The location of the address (Vezzolano 57) recalls the ancient connecting road, which is still visible through the woods,  connecting it to the neighbouring valley where there is the famous Romanesque monument of  Santa Maria di Vezzolano (according to legend, founded by Charlemagne) located just over half a kilometre in a straight line. On the horizon you can see the Alps,  especially the Gran Paradiso, Rocciamelone, Orsiera and Rocciavrè mountains, which are well visible, up to the East, to the Pennine Alps in Lombardy, with beautiful views of Monte Rosa and the Matterhorn Pyramidal peak, which, on a clear day, seems so close that it feels like you can touch it with your hands. Monte Rosa, on the other hand,  offers fire-coloured landscapes lit by bright sunsets, dominated by the mountain, with its 5000 metres. 

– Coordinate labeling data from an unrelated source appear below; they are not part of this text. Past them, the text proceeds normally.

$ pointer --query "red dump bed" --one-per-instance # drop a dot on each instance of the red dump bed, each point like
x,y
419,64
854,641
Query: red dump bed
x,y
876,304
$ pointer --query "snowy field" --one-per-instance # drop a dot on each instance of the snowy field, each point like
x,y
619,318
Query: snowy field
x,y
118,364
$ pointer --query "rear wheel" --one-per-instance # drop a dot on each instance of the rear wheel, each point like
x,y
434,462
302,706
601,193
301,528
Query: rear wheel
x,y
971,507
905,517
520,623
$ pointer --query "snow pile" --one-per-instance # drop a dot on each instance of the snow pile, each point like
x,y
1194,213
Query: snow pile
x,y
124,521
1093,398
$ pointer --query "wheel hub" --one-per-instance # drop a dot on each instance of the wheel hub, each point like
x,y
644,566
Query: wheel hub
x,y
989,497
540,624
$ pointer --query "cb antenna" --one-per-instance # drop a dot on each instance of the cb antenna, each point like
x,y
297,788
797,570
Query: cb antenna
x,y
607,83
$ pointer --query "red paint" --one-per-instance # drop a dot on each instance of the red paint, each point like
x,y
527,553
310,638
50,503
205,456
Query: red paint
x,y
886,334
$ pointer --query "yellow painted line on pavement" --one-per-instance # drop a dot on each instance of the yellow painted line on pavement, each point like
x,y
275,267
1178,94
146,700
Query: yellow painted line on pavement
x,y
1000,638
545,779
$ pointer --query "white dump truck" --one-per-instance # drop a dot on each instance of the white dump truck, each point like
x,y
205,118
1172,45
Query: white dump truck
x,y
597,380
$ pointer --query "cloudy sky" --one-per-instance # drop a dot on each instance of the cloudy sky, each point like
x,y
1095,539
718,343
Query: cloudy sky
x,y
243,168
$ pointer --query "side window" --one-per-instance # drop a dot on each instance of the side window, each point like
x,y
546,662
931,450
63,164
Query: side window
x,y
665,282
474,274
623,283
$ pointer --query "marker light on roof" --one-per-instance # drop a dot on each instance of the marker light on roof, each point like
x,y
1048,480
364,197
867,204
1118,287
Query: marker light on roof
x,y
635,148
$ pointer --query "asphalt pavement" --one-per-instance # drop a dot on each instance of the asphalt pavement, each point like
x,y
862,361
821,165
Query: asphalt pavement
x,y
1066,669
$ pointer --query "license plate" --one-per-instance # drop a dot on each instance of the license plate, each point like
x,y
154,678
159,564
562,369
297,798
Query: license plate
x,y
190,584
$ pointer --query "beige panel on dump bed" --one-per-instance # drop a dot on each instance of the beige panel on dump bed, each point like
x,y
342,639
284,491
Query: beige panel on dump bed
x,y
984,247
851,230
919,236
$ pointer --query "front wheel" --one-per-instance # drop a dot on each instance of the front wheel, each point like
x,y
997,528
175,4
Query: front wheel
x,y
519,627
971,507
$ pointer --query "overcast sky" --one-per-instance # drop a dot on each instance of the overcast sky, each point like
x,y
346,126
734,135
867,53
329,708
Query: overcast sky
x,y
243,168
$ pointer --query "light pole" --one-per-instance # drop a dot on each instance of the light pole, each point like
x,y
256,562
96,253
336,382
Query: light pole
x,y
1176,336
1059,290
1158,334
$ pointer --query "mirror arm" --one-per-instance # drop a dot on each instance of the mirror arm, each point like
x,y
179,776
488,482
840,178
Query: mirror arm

The farmstead, which once belonged to the Allamano family, is an old building carefully renovated, recorded in Asti at the end of 1600, and certainly built on foundations dating back to the Middle Ages.

The origin of its name is also unknown, as well as evocative. Rul is the legendary oak tree  that was consecrated to the Druids and to Jupiter, a pretty common name in the area where, however, the settlement is located on the edge of a forest of oaks and hornbeams.

It is also called Ruffo or Rufo: some typical Roman names that refer probably to Rufus, a former colonist who, just like Albonius came to colonize these lands south of the Po at the time of Augustus. 

It should be remembered, in fact, that the whole area was subject to intense colonization activities in the first century AD with the establishment of Roman colonies between Hasta (Asti) and Augusta Taurinorum (Torino), on the road to Augusta Pretoria (Aosta) so that the land that had been controlled by the Gauls and the Celts for centuries could be finally romanised. Not far away, on the banks of the Po,  they built, almost as a premonition of what would happen nineteen centuries later in Turin, “Industria” which today is Monteu da Po, characterised by foundries and by iron manufacturing industries throughout the Roman foothills. 

Maybe Rufus, just like Albonius, brought here, from Lazio and from Campania Felix, grapevines (which there remained, until now) and olive groves which survived from the Roman times, incidentally, only in Piedmont, thanks to a very special microclimate, characterized by mild, quasi-Ligurian-Mediterranean winters.

Certainly, the Ligurians and the Celtiberians were the first inhabitants of this land, then came the Celts and the Gallo-Romans.

Later, also Rufus’ Roman house was called Rolf, then Monferrino and Cascina Rolfo, when it was included in the registers of Asti in 1600.